Que sera la France de demain, quelle sera sa place et son rayonnement dans le monde ? Nos enfants auront-il de quoi travailler, se nourrir, avoir une famille ? Auront-ils seulement de l’espoir ? Nous n’en avons cure. Il y a 0,05% de malchances de décéder de la Covid dans un hôpital saturé, alors, vous pensez, on pare au plus pressé !

Nos dirigeants se sont mués en des affligeants. Ils entretiennent cette peur qui nous soumet, en prétendant que nous sommes les héros d’une guerre que grâce à eux, nous devrions gagner.

Il n’y aura pas de gagnant, car nous sommes en train de tout perdre. Notre liberté, notre dignité, notre économie, nos entreprises, notre système de santé que nous ne pourrons définitivement plus financer, nos perspectives de croissance et notre cohésion nationale. Nous serons surendettés à un point tel que toute idée de souveraineté aura disparu. Nous entrons dans une récession économique si importante que le chômage et donc la grande précarité, la dépression, les suicides et la délinquance ne pourront qu’exploser.

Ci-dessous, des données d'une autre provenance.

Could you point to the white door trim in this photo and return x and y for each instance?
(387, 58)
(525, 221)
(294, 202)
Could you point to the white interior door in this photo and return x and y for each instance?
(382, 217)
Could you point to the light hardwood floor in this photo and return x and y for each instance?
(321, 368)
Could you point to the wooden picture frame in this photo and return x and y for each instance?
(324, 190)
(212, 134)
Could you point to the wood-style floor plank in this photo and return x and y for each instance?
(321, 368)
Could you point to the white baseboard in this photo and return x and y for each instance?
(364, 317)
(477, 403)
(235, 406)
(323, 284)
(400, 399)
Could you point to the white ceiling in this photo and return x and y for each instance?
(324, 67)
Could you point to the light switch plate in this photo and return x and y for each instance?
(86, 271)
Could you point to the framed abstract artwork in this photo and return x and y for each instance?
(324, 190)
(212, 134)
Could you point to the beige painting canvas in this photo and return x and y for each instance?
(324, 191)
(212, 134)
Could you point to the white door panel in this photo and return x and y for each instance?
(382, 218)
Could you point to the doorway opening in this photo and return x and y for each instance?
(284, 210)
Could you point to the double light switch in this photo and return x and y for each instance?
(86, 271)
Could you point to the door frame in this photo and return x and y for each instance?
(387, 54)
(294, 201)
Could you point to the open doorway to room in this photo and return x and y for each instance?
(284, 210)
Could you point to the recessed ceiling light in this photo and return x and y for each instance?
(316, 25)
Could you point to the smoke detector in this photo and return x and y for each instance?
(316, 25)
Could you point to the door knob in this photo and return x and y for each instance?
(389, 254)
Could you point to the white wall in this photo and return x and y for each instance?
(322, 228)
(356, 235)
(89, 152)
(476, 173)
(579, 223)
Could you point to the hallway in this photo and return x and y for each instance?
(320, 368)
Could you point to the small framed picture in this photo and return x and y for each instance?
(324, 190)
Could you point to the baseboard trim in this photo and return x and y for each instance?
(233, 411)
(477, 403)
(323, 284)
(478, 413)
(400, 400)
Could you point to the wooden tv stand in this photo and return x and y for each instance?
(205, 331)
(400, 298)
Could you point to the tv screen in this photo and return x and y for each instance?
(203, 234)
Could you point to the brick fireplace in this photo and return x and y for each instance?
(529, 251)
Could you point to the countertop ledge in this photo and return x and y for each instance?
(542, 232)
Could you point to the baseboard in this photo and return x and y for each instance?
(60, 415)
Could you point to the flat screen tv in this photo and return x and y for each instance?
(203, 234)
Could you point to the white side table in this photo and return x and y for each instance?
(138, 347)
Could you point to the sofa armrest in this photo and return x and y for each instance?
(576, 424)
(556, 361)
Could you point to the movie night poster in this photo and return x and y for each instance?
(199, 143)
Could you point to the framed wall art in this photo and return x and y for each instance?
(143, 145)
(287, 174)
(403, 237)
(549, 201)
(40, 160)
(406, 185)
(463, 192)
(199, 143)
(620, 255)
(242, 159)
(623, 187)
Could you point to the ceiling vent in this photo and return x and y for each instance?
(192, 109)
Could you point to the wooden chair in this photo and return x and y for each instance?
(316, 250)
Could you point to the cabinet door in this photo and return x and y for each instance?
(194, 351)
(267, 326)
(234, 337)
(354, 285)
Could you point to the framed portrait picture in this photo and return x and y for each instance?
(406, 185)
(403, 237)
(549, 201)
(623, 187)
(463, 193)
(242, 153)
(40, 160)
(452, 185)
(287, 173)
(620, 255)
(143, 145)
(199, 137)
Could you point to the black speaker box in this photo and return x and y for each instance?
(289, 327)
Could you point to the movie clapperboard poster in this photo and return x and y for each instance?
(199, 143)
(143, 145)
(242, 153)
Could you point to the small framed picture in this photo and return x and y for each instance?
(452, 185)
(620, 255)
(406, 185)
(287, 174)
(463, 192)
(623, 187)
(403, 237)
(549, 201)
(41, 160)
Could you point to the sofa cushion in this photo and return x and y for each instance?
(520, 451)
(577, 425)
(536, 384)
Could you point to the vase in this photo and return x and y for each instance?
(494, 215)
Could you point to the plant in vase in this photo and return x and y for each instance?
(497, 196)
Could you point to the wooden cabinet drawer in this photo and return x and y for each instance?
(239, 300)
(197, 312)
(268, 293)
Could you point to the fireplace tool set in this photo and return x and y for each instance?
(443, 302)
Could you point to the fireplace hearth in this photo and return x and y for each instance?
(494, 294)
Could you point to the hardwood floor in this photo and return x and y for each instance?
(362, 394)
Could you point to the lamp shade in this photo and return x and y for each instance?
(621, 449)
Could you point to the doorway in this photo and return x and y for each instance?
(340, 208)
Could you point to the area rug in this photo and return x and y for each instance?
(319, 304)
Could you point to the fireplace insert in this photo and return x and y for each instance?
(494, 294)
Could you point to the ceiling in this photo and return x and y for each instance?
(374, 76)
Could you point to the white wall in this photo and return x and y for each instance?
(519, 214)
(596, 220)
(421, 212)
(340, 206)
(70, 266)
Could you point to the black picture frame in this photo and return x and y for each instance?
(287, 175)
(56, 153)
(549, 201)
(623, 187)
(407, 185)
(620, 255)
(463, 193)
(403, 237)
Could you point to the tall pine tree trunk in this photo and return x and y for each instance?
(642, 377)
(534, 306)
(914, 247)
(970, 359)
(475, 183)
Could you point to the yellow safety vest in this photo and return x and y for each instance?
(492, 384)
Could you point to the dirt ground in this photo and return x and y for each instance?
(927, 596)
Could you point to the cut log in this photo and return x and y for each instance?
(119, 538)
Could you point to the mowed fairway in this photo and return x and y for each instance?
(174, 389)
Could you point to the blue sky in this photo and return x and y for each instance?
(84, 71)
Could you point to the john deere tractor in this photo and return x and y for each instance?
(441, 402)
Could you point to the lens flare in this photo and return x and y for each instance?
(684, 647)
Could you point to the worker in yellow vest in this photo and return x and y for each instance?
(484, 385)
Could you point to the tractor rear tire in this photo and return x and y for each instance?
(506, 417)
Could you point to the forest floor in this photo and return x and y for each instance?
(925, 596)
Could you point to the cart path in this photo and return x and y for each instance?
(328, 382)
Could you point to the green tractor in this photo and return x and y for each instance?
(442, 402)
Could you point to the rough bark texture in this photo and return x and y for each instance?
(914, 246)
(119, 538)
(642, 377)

Mais qu’on se rassure : nous aurons eu le grand courage de nous confiner en attendant que tout cela advienne.

Ouvrons une bonne fois les yeux : un chef de guerre ne dit pas à ses troupes « restez chez vous » !

Non.

Un chef de guerre prend la parole, seul contre tous, contre la prudence, contre la lâcheté et l’esprit de Munich. Il part à Londres et rassemble ses troupes pour les mettre en ordre de bataille.

Un chef de guerre ose dire à un parlement soumis « We shall never surrender ! ».

[1] laisser-passer délivré les Allemands qui occupaient alors la France.